Fitzgerald laughed awkwardly and cast a sheepish glance back at the barn. Fifi was standing at the door, and Bubb vowed she was crying.

"Fancy 'er cryin' cos you're goin' off, Fitz," he said.

Fitzgerald did not reply.

The company marched off, the men singing at the tops of their voices; Spudhole, as was his wont, leading the singing. He was a most vivacious youth, full of high spirits and good humour, fond of his fun and his beer, and as vital at the end of a journey as at the beginning.

Despite the distance which a regiment may travel, the soldier is as circumscribed in his area as the spoke of a limber wheel. The space is confined, and Spudhole Bubb was no less a prisoner on the march than he had been in the guard-room. Always the same mates in front, the same ruddy necks pressed sturdily back, the same red-brick hands swinging across the khaki, the same entrenching tool handles waving backwards and forwards, the same round loaves tied to the packs, the same red-haired sergeant with the tops of his ears pressing tightly to his head, the same platoon commander who now and again stood out from the ranks and shouted the ancient words of command. "Get a step there, get a step!" or "Cover off from the front" or some such order. Once in every hour a whistle was blown and the whole battalion halted. The Captain of a company would step out in front, halt, turn about and shout at the top of his voice, "Ten minutes. Left of the road. Fall out!"

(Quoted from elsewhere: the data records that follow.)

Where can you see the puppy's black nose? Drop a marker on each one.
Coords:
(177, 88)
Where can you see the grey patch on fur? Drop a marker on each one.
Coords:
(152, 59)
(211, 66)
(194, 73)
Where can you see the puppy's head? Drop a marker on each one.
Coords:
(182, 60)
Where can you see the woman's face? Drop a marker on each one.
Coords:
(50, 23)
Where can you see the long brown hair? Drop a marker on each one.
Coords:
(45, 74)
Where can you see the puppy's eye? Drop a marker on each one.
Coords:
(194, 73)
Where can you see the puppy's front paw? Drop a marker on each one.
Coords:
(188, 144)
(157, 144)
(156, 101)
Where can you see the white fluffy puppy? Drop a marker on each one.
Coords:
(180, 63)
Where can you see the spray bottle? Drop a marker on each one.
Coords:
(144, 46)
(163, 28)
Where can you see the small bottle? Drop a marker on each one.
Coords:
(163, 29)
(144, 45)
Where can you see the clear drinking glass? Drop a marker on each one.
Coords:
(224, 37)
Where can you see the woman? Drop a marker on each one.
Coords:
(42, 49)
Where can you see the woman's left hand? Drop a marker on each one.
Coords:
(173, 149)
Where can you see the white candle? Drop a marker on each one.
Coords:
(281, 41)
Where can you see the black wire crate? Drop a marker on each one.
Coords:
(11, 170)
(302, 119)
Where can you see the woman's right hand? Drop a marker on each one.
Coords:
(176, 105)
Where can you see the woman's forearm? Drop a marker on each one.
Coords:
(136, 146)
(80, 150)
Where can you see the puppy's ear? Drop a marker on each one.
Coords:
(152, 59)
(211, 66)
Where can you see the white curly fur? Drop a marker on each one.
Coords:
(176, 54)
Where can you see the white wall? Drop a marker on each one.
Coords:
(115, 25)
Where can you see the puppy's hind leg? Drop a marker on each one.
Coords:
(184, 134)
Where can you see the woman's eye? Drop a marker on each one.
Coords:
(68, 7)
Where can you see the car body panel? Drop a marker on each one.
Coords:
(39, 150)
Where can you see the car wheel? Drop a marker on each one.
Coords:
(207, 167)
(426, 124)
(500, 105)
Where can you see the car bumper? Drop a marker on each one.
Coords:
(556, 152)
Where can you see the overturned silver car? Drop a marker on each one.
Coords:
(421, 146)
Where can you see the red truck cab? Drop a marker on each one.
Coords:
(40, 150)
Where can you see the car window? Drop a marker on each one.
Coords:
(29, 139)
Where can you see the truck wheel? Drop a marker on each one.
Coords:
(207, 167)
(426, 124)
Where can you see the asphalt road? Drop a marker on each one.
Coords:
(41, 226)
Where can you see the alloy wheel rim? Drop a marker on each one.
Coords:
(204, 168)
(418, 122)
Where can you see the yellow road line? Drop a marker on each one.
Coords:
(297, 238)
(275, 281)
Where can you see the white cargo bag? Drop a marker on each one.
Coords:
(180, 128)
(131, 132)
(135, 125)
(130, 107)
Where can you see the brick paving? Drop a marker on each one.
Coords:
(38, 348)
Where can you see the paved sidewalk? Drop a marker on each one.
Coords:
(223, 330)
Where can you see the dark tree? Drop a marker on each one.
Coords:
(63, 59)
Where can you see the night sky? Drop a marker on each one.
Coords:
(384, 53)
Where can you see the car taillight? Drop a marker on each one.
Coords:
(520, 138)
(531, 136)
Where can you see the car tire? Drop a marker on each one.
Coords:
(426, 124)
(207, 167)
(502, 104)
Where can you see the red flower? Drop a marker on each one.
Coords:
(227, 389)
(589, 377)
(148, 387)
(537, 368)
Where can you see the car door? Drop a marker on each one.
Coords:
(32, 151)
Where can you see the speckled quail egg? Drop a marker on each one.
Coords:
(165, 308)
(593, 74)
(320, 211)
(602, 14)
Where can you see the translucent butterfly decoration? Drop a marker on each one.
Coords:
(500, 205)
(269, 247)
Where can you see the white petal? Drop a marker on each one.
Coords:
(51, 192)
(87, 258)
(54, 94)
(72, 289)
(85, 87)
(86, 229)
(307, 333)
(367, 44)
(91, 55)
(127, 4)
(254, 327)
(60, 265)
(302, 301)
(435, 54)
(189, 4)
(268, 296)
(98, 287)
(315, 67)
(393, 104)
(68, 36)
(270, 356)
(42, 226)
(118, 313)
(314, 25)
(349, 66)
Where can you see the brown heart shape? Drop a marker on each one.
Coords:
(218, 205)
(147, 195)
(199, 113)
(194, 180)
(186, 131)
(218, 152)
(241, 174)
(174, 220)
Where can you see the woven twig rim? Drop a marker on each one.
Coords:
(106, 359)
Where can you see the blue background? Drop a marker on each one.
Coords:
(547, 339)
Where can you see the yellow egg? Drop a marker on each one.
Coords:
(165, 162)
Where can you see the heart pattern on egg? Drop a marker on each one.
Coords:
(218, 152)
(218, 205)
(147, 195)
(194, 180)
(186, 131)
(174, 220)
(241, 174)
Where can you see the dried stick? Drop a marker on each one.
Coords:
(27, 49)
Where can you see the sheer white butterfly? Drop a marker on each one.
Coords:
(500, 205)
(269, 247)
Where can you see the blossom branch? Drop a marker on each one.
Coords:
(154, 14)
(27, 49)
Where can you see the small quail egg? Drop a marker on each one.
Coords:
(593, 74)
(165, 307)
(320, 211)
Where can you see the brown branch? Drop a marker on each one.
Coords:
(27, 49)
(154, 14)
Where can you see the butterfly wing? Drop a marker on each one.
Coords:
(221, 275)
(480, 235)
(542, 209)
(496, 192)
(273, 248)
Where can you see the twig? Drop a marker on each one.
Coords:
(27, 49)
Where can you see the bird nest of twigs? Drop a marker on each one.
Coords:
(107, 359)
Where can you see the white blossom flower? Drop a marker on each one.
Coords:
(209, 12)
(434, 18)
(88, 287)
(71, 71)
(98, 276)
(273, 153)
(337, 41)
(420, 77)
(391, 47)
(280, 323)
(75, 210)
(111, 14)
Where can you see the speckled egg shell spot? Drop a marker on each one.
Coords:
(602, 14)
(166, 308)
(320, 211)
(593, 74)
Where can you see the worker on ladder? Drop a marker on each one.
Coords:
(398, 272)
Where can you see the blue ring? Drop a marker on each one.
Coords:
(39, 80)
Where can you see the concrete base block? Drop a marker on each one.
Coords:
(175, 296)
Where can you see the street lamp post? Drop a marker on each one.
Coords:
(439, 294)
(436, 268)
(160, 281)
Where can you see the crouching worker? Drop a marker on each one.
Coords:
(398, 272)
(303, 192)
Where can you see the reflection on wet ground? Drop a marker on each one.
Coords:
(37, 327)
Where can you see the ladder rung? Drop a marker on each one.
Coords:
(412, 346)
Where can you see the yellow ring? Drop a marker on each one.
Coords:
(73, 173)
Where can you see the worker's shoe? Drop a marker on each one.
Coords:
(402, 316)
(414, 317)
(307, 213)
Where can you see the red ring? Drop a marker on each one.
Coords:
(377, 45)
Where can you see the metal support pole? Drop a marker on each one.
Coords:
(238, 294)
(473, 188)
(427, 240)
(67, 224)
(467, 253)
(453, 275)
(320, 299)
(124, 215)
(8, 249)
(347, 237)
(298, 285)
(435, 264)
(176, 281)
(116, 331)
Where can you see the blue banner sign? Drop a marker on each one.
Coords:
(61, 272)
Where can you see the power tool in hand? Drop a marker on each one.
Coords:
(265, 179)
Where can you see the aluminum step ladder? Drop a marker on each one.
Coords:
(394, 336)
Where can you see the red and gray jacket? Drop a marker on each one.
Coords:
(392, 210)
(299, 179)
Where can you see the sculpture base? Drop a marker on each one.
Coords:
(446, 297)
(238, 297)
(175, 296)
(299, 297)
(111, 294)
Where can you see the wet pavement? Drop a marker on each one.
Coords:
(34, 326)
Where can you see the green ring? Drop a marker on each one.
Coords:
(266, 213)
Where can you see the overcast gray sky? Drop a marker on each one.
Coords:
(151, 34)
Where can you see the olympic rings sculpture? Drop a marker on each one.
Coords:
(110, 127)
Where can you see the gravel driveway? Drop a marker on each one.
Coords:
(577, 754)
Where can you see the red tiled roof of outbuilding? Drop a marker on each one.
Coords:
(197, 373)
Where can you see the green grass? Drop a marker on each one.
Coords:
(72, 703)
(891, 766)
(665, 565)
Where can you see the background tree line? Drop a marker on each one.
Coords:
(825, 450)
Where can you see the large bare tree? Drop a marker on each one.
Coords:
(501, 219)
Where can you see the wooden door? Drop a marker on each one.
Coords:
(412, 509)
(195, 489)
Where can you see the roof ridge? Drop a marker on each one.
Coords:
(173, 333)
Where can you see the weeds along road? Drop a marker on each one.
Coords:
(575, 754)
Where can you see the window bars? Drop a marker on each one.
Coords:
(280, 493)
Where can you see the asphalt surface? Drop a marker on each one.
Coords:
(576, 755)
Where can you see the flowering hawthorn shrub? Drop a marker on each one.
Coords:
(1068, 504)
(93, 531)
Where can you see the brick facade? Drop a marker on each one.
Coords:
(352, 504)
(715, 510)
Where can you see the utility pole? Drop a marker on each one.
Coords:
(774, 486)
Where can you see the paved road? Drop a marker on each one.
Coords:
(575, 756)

The men would loosen their equipment and throw themselves down anywhere. Cigarettes would be lit, jokes passed, and rations taken out of haversacks. A few would drink from their water bottles, sipping the water carefully, for it was impossible to know when the next pump would be reached.

At the end of the fourth hour and the sixteenth fag (Spudhole computed the length of a march by the number of fags he smoked on the route), Fitzgerald, who had been silent for quite a long time, turned to Benners and said: "You know, I had a damned strange dream last night. I dreamt that I was up in the trenches fighting a big German who got in my way somehow, and he ran his bayonet through my neck."

"You may get killed this time," said Benners.

"No, not this time," Fitzgerald replied. "I decided that by the cards last night. 'Red: I come back safe; black: I don't' I said to myself, cut the cards and turned up the ace of hearts. A good omen."

"'Ear old Fitz!" muttered Spudhole, "'e's always pullin' our legs."